Daily recap: Week 11 US wholesale prices; Main US seafood exports escape EU’s €18bn tariffs
Here's a recap of the top daily seafood stories from Wednesday, March 12.
Undercurrent?News'?week 11 (March 10-16)?US wholesale price assessments?for various key commodities are available on our new platform.
The EU has launched the process of imposing additional countermeasures on the US, and though it said it had been set to target "certain seafood" products as part of a package to tariff approximately €18 billion ($19.6bn) worth of goods, in fact, seafood is essentially absent from the list of targets.
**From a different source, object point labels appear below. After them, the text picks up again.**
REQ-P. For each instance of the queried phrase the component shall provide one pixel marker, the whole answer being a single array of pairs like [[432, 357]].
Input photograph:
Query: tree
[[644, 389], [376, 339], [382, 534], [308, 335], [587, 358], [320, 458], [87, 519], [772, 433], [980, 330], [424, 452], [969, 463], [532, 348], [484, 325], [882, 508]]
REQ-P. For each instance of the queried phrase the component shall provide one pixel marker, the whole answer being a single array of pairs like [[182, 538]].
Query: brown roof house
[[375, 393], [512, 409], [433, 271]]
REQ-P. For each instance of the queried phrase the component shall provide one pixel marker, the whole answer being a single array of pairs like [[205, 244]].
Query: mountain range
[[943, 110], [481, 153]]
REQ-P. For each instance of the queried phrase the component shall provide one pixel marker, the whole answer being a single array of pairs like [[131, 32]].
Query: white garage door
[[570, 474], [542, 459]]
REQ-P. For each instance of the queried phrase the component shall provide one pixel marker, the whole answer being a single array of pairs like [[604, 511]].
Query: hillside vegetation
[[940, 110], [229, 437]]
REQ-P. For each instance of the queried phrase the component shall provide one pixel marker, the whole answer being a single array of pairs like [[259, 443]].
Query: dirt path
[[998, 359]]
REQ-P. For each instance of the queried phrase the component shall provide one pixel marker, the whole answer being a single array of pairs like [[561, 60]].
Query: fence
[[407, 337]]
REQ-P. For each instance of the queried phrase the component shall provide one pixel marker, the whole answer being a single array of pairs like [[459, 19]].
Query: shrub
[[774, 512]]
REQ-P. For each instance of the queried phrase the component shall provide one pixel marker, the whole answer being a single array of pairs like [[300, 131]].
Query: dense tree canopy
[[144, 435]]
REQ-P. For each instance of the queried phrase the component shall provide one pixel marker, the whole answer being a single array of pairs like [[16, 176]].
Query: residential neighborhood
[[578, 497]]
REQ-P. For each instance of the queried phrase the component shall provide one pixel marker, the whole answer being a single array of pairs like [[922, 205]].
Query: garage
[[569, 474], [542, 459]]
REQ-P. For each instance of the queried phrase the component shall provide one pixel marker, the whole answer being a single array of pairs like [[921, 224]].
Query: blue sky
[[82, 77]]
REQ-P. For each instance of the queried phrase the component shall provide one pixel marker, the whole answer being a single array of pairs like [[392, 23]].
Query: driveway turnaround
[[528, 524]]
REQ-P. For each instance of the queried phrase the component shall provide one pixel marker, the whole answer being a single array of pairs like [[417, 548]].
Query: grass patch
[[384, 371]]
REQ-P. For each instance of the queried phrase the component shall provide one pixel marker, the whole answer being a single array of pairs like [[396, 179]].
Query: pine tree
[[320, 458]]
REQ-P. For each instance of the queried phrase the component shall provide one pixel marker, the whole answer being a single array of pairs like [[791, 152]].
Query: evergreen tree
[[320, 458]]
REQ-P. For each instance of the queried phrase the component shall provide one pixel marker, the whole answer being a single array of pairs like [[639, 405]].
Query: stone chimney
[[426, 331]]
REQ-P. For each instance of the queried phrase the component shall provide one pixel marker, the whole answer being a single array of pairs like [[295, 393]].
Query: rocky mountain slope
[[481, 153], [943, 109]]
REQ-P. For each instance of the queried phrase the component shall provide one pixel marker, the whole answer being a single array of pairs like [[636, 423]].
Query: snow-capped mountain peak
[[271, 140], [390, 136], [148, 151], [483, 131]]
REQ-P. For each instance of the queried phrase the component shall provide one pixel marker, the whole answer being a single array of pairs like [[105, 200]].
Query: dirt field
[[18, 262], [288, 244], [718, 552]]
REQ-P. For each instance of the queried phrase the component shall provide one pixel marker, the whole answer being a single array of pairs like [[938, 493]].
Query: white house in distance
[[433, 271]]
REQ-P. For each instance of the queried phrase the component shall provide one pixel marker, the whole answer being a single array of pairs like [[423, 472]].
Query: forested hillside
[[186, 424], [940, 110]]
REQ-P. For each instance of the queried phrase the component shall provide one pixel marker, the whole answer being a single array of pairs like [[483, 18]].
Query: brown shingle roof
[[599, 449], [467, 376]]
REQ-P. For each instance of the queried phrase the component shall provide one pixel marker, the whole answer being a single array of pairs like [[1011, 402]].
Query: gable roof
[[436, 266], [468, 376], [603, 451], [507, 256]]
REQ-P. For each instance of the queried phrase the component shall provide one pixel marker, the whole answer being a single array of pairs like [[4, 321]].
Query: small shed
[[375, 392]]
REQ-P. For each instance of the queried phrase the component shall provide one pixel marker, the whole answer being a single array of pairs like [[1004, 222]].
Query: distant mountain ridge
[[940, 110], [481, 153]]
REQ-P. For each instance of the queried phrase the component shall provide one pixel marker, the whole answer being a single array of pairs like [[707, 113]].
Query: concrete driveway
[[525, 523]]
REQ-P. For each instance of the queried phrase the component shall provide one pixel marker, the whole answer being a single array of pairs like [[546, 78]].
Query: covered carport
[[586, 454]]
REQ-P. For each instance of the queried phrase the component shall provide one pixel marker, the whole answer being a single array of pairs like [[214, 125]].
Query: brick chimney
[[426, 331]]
The prices for headed and gutted Russian pollock have fallen further, driven by the lack of certainty around double-frozen fillet contracts from Chinese processors, sources told Undercurrent.
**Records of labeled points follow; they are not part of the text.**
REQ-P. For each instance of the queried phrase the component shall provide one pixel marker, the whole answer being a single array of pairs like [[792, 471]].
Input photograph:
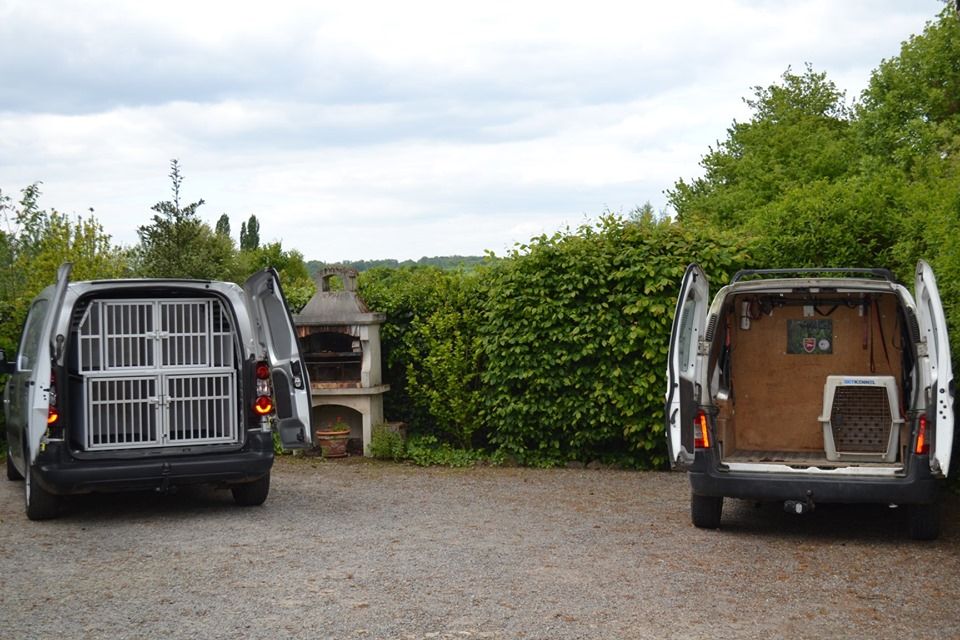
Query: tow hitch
[[800, 507]]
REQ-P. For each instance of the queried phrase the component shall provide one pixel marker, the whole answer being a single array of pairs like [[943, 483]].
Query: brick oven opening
[[333, 355]]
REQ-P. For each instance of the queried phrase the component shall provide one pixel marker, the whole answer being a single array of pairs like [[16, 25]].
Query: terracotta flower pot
[[333, 444]]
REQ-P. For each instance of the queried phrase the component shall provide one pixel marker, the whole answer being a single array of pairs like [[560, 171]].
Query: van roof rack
[[879, 274]]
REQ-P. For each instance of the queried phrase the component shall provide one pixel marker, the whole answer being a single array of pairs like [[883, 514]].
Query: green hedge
[[554, 354]]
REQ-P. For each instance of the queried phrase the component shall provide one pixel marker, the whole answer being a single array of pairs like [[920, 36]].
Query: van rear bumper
[[917, 486], [60, 473]]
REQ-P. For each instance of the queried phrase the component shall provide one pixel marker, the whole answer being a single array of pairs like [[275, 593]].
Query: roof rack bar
[[882, 274]]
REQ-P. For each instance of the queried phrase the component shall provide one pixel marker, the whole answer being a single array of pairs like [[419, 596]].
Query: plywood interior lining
[[776, 397]]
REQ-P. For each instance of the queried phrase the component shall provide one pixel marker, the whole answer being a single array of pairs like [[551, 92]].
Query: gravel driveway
[[360, 549]]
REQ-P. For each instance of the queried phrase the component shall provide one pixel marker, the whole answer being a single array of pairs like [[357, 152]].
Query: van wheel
[[12, 473], [252, 494], [40, 503], [924, 521], [705, 511]]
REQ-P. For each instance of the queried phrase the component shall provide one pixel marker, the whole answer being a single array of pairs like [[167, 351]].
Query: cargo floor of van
[[800, 459]]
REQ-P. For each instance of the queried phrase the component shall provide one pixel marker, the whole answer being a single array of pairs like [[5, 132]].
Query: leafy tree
[[177, 244], [223, 225], [298, 286], [250, 234], [36, 243], [799, 133]]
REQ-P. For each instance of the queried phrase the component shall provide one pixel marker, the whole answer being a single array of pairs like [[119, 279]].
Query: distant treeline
[[466, 263]]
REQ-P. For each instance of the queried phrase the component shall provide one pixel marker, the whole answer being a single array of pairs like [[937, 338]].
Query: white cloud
[[376, 129]]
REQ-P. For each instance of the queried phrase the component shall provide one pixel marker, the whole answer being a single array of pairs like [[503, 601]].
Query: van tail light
[[54, 428], [263, 405], [923, 445], [701, 434]]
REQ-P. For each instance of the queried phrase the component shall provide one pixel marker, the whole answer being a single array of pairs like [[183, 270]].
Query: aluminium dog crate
[[157, 372], [861, 418]]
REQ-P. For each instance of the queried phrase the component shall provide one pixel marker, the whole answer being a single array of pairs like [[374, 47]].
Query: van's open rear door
[[38, 401], [933, 329], [291, 386], [689, 321]]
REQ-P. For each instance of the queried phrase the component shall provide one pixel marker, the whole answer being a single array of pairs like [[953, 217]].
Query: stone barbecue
[[340, 342]]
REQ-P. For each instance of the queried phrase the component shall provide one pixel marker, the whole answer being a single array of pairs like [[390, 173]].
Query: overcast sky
[[388, 129]]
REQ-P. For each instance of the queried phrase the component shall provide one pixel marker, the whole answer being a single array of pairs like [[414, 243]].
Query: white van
[[151, 384], [811, 386]]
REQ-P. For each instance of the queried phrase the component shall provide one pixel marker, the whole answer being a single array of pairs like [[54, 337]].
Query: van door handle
[[297, 371]]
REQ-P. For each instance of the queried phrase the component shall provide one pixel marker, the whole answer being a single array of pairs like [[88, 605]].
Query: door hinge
[[703, 347]]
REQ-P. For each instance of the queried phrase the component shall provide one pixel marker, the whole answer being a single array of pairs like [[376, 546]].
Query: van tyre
[[252, 494], [705, 511], [924, 521], [12, 473], [40, 503]]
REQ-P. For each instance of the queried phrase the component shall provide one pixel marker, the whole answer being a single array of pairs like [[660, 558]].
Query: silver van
[[811, 386], [152, 384]]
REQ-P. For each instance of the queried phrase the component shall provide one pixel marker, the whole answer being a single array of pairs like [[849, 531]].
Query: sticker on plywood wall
[[810, 336]]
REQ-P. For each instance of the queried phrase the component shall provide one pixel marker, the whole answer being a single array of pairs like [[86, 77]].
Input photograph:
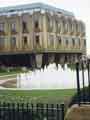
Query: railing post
[[47, 111], [88, 67], [83, 80], [78, 82], [62, 111], [58, 112]]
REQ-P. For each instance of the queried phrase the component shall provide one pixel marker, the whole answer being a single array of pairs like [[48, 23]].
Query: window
[[24, 27], [59, 40], [25, 40], [13, 27], [79, 42], [1, 27], [2, 39], [37, 40], [84, 42], [13, 42], [51, 40], [67, 42], [73, 41], [49, 23], [36, 24]]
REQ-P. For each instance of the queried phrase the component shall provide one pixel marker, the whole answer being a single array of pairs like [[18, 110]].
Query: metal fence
[[83, 93], [22, 111]]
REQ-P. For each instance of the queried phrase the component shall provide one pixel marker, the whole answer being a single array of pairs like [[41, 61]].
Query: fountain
[[49, 78]]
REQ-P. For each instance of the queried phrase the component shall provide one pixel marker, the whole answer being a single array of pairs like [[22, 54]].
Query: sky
[[80, 8]]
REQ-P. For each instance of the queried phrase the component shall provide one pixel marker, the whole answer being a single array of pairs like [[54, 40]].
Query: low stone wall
[[78, 113]]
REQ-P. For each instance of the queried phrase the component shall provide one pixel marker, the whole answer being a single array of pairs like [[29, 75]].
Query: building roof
[[28, 7]]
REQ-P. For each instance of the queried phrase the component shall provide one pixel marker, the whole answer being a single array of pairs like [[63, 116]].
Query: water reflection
[[51, 78]]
US buyers of Canadian snow crab no doubt wish the 2025 seasons in Newfoundland and Labrador and the Gulf of St. Lawrence would have started already, given the exhausted supply apparent in the latest US import figures.
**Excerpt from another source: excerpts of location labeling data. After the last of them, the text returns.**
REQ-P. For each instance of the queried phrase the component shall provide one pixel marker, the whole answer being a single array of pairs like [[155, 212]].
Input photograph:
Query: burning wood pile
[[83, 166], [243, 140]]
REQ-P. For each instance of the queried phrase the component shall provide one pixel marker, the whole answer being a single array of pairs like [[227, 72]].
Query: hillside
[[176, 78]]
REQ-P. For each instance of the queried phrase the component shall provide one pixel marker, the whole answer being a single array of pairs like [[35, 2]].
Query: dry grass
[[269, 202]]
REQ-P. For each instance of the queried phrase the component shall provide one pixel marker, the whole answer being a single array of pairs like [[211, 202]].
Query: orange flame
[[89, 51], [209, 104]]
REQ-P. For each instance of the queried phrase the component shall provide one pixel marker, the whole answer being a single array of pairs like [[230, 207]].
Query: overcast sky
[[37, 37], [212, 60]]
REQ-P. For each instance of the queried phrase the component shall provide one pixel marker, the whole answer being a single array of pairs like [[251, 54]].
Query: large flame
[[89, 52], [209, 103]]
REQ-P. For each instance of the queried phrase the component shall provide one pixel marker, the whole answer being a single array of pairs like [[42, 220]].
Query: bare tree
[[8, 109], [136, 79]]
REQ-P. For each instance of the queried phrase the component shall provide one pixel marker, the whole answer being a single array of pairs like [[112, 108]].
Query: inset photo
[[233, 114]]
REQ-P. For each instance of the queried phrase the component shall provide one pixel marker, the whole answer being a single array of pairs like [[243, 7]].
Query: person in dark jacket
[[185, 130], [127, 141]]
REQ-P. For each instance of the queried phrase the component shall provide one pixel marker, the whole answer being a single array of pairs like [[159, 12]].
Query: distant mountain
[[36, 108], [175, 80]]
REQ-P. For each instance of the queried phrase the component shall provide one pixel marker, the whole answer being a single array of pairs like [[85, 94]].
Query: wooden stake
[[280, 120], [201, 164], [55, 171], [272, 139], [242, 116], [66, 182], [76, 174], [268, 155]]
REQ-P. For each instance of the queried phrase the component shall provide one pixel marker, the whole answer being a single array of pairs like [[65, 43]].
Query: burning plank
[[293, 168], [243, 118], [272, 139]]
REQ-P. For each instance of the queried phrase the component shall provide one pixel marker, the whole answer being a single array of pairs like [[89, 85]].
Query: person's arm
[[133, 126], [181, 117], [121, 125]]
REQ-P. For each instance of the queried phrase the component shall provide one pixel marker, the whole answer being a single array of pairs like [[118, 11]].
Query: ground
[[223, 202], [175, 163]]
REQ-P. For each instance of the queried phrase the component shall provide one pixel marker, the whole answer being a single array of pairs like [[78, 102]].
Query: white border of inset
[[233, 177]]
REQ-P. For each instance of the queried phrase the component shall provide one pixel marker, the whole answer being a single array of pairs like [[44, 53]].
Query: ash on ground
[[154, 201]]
Prices for seabass and seabream are expected to continue their upward trend, driven by a combination of low supply, rising production costs in Turkey, and good demand across Europe and the US.
The Fisheries Council of Canada, a national group that has been representing fishing companies and harvesters across Canada since 1915, is warning that China's 25% tariffs on Canadian seafood will have a catastrophic impact on companies that rely heavily on the Chinese market.
A new study by the Global Shrimp Forum Foundation highlights that while Americans love shrimp, concerns over price and cooking familiarity are limiting its potential as an everyday protein choice.